SHALLOW CHAMBER & CONDUIT BEHAVIOR OF SILICIC MAGMA: A THERMO- AND FLUID- DYNAMIC PARAMETERIZATION MODEL OF PHYSICAL DEFORMATION AS CONSTRAINED BY GEODETIC OBSERVATIONS: CASE STUDY; SOUFRIERE HILLS VOLCANO, MONTSERRAT
Our model will integrate inversions using continuous and campaign geodetic observations from 1995 to the present as well as seismic records taken at various unrest intervals to construct a best-fit geometry, pressure point source and inflation rate and magnitude. We will also incorporate a heterogeneous media in the crust and use the most contemporary understanding of deep crustal- or even mantle-depth “hot-zone” genesis and chemical evolution of silicic and intermediate magmas to inform the character of the deep edifice influx.
The final forward model should elucidate observational data preceding and proceeding unrest events, the behavioral suite of magma transport in the subsurface environment and the feedback mechanisms that may contribute to eruption triggering.

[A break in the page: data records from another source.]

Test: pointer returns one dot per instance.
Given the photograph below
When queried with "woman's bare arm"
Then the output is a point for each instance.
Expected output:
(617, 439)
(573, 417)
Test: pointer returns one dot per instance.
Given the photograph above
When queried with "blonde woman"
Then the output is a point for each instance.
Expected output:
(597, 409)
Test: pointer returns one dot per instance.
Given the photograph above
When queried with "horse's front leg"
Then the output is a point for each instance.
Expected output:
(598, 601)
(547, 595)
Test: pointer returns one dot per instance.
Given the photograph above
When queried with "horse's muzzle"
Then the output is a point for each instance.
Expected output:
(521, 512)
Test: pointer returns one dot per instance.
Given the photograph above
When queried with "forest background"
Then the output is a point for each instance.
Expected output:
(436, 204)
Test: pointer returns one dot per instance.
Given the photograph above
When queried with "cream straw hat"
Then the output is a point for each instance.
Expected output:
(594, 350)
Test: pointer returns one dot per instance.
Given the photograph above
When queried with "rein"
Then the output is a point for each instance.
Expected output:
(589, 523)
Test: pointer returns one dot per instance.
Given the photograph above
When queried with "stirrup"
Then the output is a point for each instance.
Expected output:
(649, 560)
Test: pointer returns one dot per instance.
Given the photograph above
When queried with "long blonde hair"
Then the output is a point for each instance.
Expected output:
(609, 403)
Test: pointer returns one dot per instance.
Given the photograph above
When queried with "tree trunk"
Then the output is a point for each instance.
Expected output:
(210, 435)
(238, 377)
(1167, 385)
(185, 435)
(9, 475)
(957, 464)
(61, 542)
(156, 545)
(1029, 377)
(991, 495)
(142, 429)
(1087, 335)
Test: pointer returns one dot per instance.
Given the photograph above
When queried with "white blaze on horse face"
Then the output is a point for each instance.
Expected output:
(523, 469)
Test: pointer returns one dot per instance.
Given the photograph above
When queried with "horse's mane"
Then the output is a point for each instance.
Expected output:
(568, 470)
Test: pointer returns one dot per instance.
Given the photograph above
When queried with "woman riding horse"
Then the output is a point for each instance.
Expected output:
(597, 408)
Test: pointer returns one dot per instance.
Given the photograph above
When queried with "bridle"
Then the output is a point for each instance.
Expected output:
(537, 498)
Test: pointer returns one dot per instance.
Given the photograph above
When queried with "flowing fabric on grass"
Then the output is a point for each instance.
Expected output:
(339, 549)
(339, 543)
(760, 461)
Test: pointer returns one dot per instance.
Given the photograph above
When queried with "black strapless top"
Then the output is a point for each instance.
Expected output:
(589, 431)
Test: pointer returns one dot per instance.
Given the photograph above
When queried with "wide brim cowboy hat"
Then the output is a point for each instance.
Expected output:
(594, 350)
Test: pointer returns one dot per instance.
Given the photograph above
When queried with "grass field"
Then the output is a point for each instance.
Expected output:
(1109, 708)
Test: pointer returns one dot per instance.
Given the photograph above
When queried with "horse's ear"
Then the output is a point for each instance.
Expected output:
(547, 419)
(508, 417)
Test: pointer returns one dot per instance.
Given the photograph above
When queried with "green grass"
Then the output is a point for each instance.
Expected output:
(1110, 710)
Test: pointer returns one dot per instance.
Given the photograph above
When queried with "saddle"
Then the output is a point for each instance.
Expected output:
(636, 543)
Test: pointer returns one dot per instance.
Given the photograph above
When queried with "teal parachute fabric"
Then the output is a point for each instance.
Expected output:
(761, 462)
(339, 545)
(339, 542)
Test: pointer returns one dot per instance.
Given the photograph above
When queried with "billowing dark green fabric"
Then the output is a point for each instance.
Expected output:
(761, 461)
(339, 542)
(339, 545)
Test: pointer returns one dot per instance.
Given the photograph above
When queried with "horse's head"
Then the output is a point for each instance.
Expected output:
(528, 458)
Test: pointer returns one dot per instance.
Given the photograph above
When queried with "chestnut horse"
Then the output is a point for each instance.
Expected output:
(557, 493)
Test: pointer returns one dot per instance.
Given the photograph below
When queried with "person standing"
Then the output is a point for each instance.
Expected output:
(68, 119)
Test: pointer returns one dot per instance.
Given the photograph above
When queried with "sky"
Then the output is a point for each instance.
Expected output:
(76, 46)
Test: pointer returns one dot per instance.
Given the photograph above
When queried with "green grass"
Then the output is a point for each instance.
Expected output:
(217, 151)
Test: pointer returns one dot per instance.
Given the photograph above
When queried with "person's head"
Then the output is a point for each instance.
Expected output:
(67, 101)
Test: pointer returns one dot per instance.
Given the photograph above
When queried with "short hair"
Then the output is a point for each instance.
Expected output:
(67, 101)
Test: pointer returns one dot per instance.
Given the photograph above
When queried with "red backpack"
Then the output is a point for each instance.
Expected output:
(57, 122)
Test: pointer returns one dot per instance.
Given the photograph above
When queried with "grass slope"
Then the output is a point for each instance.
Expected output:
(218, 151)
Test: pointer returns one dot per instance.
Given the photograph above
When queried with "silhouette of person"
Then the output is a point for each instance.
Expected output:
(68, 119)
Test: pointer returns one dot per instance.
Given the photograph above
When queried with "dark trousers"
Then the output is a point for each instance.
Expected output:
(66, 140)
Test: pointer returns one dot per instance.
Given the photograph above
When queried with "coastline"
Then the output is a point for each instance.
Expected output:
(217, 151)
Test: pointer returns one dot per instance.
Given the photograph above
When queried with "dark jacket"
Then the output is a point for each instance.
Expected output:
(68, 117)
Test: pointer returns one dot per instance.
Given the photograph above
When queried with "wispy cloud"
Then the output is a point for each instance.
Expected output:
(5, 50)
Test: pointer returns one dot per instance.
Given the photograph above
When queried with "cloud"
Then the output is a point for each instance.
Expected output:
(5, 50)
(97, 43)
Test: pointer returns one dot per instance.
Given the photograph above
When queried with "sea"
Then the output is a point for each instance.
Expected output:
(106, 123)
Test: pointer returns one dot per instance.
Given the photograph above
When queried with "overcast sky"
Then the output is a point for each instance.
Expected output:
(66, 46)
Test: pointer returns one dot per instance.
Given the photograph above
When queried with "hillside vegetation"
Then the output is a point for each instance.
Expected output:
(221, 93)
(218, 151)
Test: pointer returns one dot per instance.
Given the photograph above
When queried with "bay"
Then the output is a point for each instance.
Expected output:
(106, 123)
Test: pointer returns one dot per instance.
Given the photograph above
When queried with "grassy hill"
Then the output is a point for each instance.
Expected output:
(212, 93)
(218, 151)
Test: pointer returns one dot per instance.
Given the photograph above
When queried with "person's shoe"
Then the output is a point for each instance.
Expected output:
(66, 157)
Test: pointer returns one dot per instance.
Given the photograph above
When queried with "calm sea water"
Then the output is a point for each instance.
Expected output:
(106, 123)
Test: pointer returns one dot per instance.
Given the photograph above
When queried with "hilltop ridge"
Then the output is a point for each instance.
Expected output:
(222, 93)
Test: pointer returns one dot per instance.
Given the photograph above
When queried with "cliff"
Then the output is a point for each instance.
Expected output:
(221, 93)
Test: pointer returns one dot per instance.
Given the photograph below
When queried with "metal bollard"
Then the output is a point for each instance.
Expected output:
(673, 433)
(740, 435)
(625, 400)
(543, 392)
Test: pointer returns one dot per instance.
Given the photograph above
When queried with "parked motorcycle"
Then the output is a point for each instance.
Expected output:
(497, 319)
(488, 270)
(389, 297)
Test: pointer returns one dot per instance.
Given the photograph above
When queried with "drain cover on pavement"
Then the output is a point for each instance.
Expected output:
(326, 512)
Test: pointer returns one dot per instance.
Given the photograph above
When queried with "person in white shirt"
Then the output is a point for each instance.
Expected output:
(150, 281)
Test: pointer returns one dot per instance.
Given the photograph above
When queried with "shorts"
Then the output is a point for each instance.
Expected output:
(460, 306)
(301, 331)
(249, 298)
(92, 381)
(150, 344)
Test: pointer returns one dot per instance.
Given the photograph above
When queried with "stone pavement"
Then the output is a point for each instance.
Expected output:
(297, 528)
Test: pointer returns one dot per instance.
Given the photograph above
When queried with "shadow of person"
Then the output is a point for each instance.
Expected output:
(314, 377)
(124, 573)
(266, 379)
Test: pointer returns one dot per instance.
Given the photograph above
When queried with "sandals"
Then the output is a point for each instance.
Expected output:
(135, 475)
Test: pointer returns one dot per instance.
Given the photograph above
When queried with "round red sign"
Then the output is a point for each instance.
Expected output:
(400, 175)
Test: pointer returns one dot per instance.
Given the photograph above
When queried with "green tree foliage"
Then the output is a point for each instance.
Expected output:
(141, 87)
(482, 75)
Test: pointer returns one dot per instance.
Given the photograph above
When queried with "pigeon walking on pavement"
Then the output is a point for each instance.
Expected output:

Preliminary hypotheses suggest wet, low-viscosity residual melts derived from “hot zones” will ascend rapidly to shallower stall-points and that their products (eventually erupted lavas as well as stalled plutonic masses) will experience and display two discrete periods of shallow evolution; a rapid depressurization crystallization event followed by a slower conduction-controlled heat transfer and cooling crystallization. These events have particular implications for shallow magma behaviors, notably inflation, compressibility and pressure values.
Visualization of the model with its inversion constraints will be affected with ComSol. Conclusions about the subsurface behavioral suite at SHV will have high applicability to other silicic and intermediate volcanic edifices and may aid in the hazard mitigation associated with volcanic unrest.